そうすると、簿記1級に合格するためには大手専門学校を使わなければならないのか?と思うかもしれませんが、必ずも学校を利用しなければならないというわけではありません。
実際簿記1級は独学で合格することができる試験でもあり、当サイトでも独学におすすめのテキストを紹介しています。
・簿記1級におすすめのテキストはこちら
⇒【独学で受かりたい人必見】日商簿記1級のおすすめテキスト
ただ、簿記1級に合格するためには大原等が行っている模試は必ず受けるようにしましょう。
このような模試は他校生であっても受けることができる全国的な模試であり、そうすると解くべき問題といったものが成績表を見ることで分かります。
模試はその学校の予想した問題が凝縮されたエッセンスでもあり、受けることで得られるメリットはかなり多くなります。
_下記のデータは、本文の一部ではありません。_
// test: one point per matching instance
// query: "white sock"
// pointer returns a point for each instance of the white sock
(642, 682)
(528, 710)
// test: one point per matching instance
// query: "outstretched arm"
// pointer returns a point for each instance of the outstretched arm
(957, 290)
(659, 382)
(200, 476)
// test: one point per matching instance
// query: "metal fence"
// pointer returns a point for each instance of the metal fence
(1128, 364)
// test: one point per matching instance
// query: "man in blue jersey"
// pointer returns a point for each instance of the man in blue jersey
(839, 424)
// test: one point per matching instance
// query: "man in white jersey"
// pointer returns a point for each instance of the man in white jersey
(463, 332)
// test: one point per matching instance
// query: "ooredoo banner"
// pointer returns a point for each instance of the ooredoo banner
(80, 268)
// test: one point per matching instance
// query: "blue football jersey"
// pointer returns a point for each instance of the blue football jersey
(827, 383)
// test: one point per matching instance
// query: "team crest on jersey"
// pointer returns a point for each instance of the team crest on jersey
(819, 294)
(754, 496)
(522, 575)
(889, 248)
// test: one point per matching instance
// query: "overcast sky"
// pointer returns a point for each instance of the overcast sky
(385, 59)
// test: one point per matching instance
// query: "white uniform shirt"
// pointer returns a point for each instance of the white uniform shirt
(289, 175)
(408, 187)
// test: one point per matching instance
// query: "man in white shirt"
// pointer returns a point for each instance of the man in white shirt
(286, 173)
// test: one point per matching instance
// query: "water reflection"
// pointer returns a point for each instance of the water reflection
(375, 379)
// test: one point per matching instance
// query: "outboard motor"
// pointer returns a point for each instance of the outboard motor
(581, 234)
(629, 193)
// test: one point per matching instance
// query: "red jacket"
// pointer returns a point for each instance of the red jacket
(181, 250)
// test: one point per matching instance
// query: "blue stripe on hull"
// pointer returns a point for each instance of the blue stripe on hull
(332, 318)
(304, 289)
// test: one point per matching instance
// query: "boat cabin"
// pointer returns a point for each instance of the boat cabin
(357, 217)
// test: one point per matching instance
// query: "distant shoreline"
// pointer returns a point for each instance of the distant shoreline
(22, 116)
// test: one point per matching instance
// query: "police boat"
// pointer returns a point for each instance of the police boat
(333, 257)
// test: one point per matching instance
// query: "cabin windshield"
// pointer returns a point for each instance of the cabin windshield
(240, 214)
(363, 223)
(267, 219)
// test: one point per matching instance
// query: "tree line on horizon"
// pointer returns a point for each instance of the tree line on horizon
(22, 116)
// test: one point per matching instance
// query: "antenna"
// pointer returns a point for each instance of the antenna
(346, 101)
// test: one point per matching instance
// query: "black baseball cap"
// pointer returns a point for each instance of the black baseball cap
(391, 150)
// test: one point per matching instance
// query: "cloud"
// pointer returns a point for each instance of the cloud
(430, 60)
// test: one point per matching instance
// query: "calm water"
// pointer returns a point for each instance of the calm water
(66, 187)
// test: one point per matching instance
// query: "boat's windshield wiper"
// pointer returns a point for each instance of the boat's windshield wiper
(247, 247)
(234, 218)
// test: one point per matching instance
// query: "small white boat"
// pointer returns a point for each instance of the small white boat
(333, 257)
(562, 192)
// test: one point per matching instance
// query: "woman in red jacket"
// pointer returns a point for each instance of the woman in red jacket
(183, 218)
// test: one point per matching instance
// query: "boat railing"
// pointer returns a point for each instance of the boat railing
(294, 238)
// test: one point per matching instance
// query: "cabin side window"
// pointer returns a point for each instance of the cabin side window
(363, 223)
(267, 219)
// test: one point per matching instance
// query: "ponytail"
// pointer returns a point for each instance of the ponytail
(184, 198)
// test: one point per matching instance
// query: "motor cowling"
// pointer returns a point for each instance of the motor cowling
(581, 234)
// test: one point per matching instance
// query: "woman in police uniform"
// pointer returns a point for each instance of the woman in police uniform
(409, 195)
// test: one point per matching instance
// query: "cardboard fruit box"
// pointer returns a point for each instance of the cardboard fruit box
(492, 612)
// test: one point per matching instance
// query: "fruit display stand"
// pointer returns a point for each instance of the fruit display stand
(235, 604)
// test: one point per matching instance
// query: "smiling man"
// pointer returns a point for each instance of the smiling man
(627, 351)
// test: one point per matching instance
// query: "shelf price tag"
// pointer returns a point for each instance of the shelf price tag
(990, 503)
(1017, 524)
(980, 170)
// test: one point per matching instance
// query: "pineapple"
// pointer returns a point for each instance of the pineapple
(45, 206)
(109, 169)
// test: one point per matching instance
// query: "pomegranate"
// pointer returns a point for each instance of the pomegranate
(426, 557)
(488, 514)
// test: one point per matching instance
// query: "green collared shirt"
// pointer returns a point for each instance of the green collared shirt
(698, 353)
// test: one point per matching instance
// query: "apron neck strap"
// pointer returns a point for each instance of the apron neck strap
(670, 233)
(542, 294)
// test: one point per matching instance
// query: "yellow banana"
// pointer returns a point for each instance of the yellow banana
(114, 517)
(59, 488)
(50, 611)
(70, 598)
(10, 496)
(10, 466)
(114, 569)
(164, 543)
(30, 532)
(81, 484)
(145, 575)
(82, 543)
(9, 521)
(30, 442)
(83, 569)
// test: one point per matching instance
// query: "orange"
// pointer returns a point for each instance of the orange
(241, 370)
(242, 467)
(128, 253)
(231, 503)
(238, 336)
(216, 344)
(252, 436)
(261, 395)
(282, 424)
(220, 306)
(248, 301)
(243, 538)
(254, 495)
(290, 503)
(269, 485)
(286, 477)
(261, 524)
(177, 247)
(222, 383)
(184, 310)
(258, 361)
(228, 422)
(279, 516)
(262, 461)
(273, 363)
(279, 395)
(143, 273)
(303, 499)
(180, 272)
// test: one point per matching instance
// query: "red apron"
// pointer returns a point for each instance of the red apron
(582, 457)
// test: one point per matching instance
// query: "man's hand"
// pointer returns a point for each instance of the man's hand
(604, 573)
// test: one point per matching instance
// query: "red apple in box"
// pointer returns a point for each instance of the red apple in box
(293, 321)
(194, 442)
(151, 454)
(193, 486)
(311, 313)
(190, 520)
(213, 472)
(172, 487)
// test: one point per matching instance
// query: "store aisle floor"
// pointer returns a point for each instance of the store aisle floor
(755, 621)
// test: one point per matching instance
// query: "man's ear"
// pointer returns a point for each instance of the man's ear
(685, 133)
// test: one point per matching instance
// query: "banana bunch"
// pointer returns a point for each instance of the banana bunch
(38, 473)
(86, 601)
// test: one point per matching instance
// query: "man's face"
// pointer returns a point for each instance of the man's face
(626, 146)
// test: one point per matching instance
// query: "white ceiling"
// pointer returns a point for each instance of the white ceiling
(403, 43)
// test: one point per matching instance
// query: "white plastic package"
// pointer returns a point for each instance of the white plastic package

以上から簿記1級に合格するための勉強方法として「相対評価」について見てきて何が分かりましたか?
それをまとめてみると・・
みんなが解ける問題は必ず解けるようにする。
→重要度の高い問題はどれかを判断するのは学校が圧倒的に有利だが、模試等を使ってみんなが解ける問題とそうでない問題を肌で実感する。
簿記1級は範囲が広いため全範囲を終わらすまでに相当の時間を費やすことになります。
重要度の高い問題を重点的に取り扱い、確実に解く事ができる論点を1つずつ増やしていくことをおすすめします。
それでは次は「合格基準」について見てみましょう。
合格基準
簿記1級は全部で4科目あります。
科目 | 配点 |
商業簿記 | 25点 |
会計学 | 25点 |
工業簿記 | 25点 |
原価計算 | 25点 |
合計 | 100点 |
日商簿記1級の配点は上記のようになっており、100点満点で70点以上で合格となります。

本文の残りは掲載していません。